Apparently egregiously offensive terms are OK as long as they are bleeped out. This is not the lesson I want my journalism students to learn.

It's playoff time. Hopes and tensions run high, but only one team can end their season without a loss. On Saturday, January 4, the Indianapolis Colts delivered a stunning defeat to the Kansas City Chiefs. I watched the game at home and as a Chicago Bears fan, would have preferred more defensive efforts from both teams.

Making the rounds today, is a photo of the Kansas City Star's Sunday sports section. In bold, uppercase letters the headline reads HORSE(BLEEP). View Jeff Rosen's original twitpic here. Yes it says "bleep" and not the actual word intended. Yes, it's clever. Yes, it gets your attention. Yes, it sums up the overall mood of Chiefs fans. But it is amazing the editors had the nerve to run it. Even though the offensive word is "bleeped out," there is no denying its presence.

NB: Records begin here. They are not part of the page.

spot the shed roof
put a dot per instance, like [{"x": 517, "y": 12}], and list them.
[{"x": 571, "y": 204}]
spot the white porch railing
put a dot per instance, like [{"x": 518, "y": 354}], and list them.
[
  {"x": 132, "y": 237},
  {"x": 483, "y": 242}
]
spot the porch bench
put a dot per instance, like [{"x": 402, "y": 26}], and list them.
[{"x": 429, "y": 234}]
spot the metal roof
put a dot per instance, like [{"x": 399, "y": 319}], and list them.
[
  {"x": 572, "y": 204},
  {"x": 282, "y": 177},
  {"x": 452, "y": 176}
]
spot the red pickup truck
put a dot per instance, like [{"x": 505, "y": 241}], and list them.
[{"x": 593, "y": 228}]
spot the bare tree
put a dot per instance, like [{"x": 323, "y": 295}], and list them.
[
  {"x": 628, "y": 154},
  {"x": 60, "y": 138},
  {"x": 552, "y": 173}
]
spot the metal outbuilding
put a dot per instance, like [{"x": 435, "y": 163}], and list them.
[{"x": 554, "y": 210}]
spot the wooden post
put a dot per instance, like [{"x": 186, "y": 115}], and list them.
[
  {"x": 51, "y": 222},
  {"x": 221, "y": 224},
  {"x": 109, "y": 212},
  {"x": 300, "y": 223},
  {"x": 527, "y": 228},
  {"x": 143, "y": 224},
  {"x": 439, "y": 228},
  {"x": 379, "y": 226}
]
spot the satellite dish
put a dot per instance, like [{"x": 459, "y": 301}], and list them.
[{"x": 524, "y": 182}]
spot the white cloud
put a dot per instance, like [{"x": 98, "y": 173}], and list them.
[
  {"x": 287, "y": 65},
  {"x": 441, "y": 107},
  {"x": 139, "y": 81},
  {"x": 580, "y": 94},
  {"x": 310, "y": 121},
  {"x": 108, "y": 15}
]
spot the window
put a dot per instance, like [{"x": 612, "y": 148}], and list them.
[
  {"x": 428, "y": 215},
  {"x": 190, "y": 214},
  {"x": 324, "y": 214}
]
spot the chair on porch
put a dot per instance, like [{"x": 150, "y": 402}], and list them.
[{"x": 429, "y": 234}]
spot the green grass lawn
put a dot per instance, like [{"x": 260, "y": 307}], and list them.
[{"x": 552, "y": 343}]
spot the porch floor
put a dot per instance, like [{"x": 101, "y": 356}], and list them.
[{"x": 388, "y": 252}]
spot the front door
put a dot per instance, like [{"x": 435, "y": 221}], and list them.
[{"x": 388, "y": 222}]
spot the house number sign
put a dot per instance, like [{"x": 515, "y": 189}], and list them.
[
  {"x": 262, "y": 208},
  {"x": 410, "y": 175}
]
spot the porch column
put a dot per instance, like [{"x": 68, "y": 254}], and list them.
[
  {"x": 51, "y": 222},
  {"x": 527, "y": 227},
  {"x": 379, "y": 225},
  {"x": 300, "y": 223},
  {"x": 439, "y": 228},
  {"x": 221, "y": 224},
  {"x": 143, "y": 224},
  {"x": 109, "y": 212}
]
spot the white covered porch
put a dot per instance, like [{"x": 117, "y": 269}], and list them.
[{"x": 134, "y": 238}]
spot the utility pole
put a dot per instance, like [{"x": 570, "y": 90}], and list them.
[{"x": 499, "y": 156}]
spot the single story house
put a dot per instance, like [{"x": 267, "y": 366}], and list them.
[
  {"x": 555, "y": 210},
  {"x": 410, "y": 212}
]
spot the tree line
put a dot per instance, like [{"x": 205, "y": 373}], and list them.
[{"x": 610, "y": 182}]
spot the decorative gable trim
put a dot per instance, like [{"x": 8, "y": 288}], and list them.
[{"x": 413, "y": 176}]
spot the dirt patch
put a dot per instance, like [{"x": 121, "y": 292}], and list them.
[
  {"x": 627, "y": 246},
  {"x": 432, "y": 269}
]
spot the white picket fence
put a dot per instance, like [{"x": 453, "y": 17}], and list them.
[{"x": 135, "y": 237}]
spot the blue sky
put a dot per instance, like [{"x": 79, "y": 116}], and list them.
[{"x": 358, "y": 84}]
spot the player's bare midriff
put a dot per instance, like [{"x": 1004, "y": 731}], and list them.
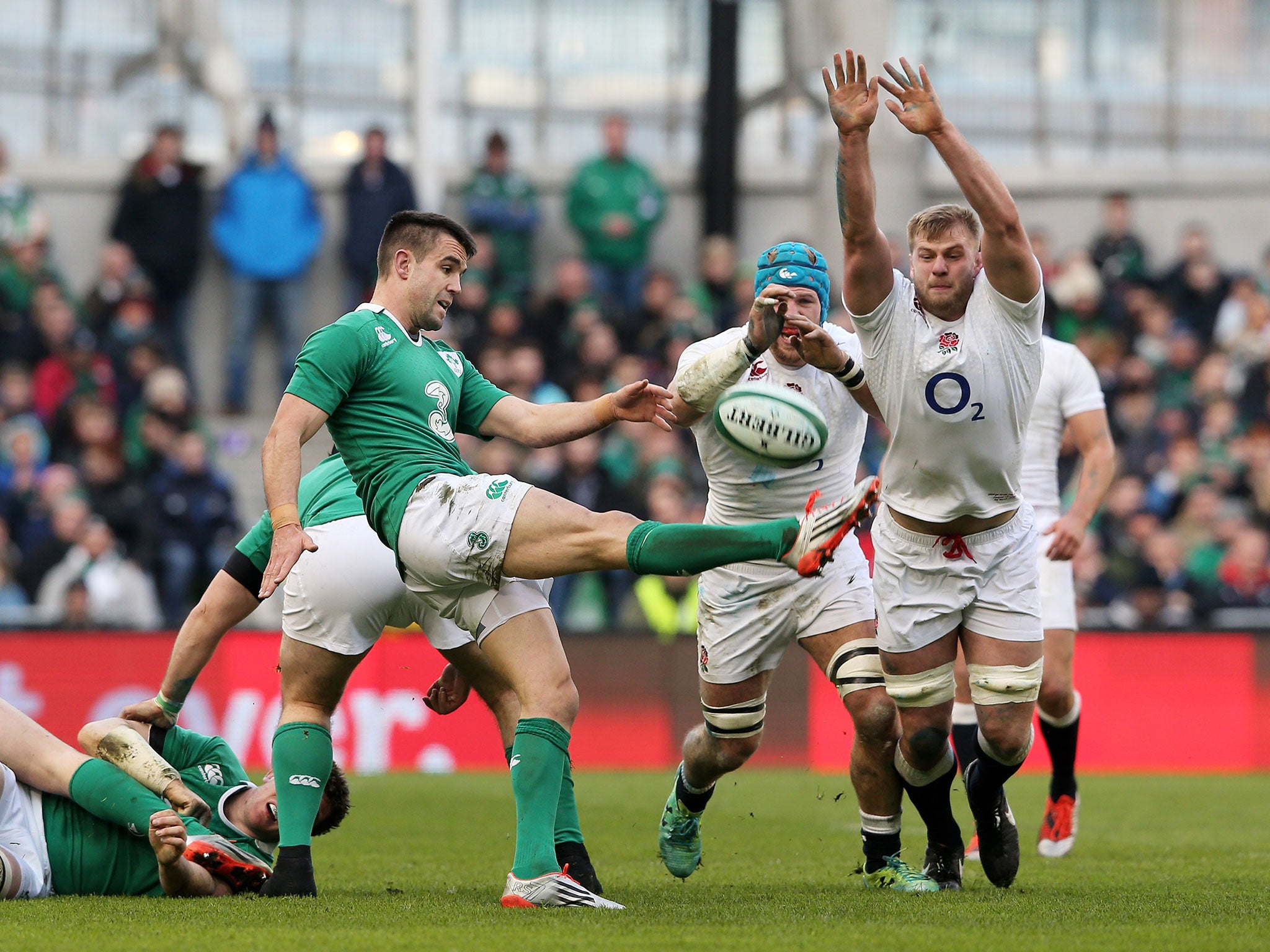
[{"x": 962, "y": 526}]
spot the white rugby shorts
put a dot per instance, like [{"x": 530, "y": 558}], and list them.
[
  {"x": 22, "y": 833},
  {"x": 345, "y": 594},
  {"x": 750, "y": 614},
  {"x": 454, "y": 540},
  {"x": 1057, "y": 591},
  {"x": 926, "y": 587}
]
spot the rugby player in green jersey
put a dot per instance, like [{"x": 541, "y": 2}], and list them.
[
  {"x": 338, "y": 601},
  {"x": 393, "y": 400},
  {"x": 76, "y": 826}
]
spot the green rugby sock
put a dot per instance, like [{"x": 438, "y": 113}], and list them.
[
  {"x": 111, "y": 795},
  {"x": 539, "y": 758},
  {"x": 301, "y": 767},
  {"x": 568, "y": 826},
  {"x": 683, "y": 549}
]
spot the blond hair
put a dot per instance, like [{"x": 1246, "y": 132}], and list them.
[{"x": 939, "y": 220}]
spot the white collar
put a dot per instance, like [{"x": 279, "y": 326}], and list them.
[{"x": 381, "y": 309}]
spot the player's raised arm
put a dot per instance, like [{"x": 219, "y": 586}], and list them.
[
  {"x": 1008, "y": 255},
  {"x": 549, "y": 425},
  {"x": 1093, "y": 438},
  {"x": 866, "y": 258},
  {"x": 294, "y": 426}
]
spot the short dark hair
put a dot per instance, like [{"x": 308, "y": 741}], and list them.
[
  {"x": 335, "y": 795},
  {"x": 418, "y": 231}
]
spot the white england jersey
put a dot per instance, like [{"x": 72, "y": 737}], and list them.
[
  {"x": 1068, "y": 386},
  {"x": 744, "y": 490},
  {"x": 957, "y": 397}
]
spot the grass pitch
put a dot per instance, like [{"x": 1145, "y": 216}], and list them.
[{"x": 1161, "y": 863}]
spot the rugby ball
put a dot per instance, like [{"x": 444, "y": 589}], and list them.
[{"x": 773, "y": 426}]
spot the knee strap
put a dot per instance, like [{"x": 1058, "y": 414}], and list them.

Even more astonishing, back in October 2012 the Star's editor defended their decision to not print the word Redskins even in reference to the Washington football team. "But I see no compelling reason for any publisher to reprint an egregiously offensive term as a casual matter of course," the Star editor is quoted in USA Today.

Unfortunately this is another case of creating our own ethics to suit personal needs. I'm not sure how the editors have justified the headline. I continue to search the internet for a backlash cry from journalism ethics standard bearers, but have yet to find any. Even the Kansas City Star refused to run the same headline on their website.

Back to the idea of journalism ethics in the classroom. Big media, you are the example future journalists read. Please set a better example. Remember, ethics are derived from a higher sense of right and wrong, not what is expedient. There is a reason the AP Stylebook is called the journalist's Bible.